I don't think there are many D&D adventures that I think are great for me without significant modification. Adventures that I think are close to pitch perfect are ones that do what the game says you can do and shows you how and also have the right atmosphere and tone ( this is part of D&D's adventure problem since its remit is so vast this can be hard to nail from table to table).

For me WFRP gets this right more than most:

Oldenhaller Contract - Best intro adventure to any game ever, probably. Everything you need to know about WFRP is in like, eight pages.

The Enemy Within - Probably the best fantasy AP ever. Especially now that the 4th edition revision/director's cut is out so you don't have to take the weird left turn into Kislev at the end.
 

So far my favourite adventures have been Waterdeep: Dungeon of the Mad Mage and Witchlight and some of the Radiant Citadel stuff.I like Dragonheist mostly for the Waterdeep setting material for use with mad mage. Liked most of Descent into Avernus, but felt like two very seperate aventures forced together and I don't like using soul coins for fuel for the Infernal War Machines, ruined that part of the adventuee.

Heard good things about Tales of the Yawning Portal, Frostmaiden, and Storm Kings Thunder and Curse of Strahd but don't own those.

I have high hopes for Quests From The Infinite Staircase.
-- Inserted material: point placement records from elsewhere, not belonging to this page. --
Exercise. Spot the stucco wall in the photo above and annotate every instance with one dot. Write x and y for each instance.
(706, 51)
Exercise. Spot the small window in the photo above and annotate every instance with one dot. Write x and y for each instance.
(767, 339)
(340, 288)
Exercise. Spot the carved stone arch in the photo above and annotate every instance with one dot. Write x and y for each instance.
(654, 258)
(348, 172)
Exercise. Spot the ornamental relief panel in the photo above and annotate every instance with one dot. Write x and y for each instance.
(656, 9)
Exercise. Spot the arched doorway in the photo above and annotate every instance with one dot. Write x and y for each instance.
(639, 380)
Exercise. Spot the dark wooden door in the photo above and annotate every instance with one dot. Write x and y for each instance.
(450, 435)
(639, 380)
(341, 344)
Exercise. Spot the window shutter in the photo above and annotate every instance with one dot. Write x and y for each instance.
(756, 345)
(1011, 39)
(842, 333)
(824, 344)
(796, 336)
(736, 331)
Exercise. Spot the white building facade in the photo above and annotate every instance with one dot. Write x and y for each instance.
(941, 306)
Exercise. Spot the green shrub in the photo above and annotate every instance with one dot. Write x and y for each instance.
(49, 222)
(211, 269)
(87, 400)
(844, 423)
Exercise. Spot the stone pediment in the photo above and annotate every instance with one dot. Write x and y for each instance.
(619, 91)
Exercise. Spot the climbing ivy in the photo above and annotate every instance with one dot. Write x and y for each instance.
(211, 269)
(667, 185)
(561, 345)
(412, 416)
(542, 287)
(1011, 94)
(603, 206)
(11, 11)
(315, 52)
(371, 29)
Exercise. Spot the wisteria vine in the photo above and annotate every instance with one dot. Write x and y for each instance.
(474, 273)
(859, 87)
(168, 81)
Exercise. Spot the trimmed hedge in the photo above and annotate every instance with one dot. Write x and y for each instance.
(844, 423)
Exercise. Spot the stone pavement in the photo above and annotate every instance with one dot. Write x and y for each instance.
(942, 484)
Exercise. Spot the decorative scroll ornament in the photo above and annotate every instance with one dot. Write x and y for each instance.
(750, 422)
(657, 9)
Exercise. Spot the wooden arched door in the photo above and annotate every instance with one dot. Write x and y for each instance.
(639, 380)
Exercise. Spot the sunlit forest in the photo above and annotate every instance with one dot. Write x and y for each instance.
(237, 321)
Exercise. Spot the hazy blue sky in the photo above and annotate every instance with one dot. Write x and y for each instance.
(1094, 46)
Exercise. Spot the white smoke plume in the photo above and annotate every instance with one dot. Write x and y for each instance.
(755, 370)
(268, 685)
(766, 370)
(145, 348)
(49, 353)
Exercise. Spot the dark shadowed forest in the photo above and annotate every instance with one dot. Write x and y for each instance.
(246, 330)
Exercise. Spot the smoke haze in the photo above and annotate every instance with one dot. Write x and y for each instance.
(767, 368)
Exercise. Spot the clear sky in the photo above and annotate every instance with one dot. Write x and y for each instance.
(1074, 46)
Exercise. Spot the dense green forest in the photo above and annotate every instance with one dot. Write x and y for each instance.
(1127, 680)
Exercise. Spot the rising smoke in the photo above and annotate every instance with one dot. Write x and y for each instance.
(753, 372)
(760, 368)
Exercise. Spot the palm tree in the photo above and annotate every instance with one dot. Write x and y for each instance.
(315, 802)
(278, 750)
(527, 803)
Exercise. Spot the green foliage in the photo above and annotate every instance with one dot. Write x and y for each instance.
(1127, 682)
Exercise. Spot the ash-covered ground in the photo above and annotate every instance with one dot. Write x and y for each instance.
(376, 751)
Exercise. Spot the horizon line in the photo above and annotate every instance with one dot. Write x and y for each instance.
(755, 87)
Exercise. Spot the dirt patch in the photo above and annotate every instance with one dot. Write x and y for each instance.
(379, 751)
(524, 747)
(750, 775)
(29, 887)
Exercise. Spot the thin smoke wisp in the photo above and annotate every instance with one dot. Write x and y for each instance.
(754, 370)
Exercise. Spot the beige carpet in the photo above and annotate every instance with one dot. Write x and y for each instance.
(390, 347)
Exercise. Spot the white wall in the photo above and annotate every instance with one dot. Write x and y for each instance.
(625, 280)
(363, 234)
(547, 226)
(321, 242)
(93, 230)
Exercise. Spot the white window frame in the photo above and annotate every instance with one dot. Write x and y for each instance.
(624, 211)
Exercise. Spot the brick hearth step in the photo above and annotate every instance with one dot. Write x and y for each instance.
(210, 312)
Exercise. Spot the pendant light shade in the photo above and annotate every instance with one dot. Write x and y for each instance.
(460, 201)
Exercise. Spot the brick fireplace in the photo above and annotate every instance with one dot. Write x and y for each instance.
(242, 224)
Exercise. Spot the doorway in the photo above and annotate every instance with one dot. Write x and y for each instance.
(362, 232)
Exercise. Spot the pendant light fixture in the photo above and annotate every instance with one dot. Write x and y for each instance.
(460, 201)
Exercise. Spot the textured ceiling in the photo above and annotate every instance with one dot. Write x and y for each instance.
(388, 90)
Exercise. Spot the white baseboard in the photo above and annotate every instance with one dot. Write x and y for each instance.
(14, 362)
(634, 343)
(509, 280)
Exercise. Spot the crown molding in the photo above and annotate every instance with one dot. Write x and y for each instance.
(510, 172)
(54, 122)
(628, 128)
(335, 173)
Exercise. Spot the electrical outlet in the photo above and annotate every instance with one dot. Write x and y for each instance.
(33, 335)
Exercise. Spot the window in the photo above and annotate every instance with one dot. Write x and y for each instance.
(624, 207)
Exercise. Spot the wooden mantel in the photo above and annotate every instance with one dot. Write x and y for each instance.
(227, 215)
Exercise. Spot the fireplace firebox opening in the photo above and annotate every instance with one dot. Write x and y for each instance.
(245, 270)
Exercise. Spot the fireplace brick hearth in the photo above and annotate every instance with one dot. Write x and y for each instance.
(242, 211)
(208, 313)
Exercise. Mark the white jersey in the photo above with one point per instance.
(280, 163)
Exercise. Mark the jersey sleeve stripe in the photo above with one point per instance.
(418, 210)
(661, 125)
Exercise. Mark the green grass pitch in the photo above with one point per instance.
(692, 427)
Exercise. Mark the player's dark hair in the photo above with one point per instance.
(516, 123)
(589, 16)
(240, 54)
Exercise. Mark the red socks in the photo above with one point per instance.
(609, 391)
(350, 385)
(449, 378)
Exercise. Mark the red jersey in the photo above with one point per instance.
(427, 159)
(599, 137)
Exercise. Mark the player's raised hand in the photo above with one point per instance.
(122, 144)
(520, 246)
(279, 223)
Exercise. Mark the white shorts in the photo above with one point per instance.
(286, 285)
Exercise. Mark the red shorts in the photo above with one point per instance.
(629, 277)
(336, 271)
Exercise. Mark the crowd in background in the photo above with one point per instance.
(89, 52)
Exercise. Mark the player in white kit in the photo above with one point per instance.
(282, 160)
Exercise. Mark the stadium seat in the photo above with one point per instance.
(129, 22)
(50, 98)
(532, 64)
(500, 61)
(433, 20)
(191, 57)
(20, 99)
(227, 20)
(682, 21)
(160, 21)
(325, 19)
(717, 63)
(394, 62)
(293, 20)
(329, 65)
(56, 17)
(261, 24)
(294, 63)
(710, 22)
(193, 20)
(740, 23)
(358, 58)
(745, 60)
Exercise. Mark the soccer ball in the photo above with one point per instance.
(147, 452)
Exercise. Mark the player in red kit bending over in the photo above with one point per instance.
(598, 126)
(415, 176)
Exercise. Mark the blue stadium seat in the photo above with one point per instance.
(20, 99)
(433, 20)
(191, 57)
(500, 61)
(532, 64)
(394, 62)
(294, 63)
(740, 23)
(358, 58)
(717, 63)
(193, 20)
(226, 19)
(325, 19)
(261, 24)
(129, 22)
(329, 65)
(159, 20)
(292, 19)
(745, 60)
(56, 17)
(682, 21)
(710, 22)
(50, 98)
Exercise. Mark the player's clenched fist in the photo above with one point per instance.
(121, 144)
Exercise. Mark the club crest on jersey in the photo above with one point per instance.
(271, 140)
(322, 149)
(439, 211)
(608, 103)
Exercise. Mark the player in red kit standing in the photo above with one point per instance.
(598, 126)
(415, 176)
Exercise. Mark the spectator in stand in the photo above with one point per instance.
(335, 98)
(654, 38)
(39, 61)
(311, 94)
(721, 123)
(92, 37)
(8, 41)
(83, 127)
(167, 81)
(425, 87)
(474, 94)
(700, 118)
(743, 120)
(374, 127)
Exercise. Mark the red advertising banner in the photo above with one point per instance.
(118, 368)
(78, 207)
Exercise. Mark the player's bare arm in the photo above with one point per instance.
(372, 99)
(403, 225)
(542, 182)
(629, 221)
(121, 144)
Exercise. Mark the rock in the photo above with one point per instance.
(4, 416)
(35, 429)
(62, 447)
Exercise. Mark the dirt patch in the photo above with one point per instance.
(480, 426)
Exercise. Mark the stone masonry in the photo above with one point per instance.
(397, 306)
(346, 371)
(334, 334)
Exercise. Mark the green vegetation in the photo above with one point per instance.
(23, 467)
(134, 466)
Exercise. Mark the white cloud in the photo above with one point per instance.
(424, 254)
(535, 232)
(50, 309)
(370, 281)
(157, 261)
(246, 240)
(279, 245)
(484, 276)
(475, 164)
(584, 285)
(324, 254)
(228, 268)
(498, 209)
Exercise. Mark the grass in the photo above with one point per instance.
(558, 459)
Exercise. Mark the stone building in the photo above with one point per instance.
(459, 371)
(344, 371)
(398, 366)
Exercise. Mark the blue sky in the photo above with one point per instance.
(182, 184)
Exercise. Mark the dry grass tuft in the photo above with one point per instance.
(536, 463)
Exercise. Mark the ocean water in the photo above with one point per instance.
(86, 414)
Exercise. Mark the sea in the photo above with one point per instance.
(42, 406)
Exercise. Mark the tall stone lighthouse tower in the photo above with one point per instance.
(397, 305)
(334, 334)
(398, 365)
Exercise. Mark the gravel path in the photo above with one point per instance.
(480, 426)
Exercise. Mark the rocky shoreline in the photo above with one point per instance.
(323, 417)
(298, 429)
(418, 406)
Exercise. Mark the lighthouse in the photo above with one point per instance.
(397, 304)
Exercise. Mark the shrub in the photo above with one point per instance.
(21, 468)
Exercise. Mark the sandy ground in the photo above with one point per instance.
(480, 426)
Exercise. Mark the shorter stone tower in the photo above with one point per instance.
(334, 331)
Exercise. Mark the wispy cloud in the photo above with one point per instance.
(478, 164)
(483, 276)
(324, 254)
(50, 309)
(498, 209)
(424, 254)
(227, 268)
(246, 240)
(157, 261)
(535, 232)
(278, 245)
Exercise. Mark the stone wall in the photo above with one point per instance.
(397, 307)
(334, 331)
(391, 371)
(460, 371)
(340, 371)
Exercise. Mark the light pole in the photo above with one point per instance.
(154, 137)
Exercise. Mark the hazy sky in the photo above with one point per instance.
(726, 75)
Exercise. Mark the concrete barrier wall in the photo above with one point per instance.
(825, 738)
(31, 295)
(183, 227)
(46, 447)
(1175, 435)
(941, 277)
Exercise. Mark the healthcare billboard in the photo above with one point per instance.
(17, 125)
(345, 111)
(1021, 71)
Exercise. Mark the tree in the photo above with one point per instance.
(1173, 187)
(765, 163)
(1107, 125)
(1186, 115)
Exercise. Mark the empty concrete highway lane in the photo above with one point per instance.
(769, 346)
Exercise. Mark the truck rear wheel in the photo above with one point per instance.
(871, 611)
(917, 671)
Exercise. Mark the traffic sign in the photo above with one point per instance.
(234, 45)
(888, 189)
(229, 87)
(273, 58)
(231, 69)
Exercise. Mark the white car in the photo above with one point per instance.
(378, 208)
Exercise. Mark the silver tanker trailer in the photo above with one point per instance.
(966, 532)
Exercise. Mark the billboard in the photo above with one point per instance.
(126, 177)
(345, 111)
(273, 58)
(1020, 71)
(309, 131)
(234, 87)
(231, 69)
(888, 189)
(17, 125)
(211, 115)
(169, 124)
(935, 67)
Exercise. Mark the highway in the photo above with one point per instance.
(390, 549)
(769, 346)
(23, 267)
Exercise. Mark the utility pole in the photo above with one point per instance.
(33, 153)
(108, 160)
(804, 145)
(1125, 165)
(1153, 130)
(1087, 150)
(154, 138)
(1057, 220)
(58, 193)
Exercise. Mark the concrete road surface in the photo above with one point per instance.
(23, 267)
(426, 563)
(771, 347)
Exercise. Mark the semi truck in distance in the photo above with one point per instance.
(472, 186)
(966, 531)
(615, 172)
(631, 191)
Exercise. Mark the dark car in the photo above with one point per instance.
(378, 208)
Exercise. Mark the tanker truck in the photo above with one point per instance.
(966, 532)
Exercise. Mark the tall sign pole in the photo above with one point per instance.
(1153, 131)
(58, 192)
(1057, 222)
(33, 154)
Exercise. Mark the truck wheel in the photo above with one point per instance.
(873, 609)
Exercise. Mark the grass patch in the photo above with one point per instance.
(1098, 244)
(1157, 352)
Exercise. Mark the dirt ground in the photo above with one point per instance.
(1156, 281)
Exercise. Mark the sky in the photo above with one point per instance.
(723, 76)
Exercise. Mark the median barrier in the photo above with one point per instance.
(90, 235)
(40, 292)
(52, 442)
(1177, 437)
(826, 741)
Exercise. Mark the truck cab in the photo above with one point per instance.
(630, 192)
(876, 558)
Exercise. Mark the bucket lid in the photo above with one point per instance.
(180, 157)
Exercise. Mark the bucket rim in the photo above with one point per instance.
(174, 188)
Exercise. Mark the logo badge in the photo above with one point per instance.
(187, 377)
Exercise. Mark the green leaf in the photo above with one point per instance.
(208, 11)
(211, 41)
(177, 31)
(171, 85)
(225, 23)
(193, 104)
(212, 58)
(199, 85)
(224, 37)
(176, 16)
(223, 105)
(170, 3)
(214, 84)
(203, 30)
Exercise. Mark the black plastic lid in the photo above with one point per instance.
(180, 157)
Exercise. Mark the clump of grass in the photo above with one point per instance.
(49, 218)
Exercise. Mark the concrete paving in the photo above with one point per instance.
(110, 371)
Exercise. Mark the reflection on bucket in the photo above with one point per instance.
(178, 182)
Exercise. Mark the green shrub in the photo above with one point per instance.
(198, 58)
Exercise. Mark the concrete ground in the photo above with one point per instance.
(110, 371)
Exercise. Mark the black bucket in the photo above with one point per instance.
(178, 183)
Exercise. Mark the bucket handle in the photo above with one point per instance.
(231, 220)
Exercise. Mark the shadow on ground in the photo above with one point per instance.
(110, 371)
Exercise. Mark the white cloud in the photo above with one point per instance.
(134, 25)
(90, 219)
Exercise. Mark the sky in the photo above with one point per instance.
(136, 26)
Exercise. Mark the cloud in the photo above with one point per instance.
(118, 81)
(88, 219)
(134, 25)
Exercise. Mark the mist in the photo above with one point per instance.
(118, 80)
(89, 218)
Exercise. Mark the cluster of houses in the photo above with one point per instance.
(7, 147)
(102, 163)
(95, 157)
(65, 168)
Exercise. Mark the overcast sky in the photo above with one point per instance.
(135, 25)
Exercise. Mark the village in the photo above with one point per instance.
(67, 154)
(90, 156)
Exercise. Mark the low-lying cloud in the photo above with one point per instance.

Took a look at Vecna in Indigo and I like the Pandomium part, but by and large found the whole thing unsatisifying.

Liked a couple of the adventures in Candlekeep Mysteries, but not most of them.

The rest I never really bothered with.
 

I guess I'm kinda alone here. I didn't realize so many people try to run adventures straight from the book. It's just not something that's ever really occured to me. To me, reading a module is the starting point, not the ending.
You’re not alone - there are very few modules where I didn’t add anything but that’s because of my own imagination running wild and I see the opportunity to add in something that’s thematically cool that makes a small 32 page adventure into something even larger. But I’m trying to answer this as strictly as possible.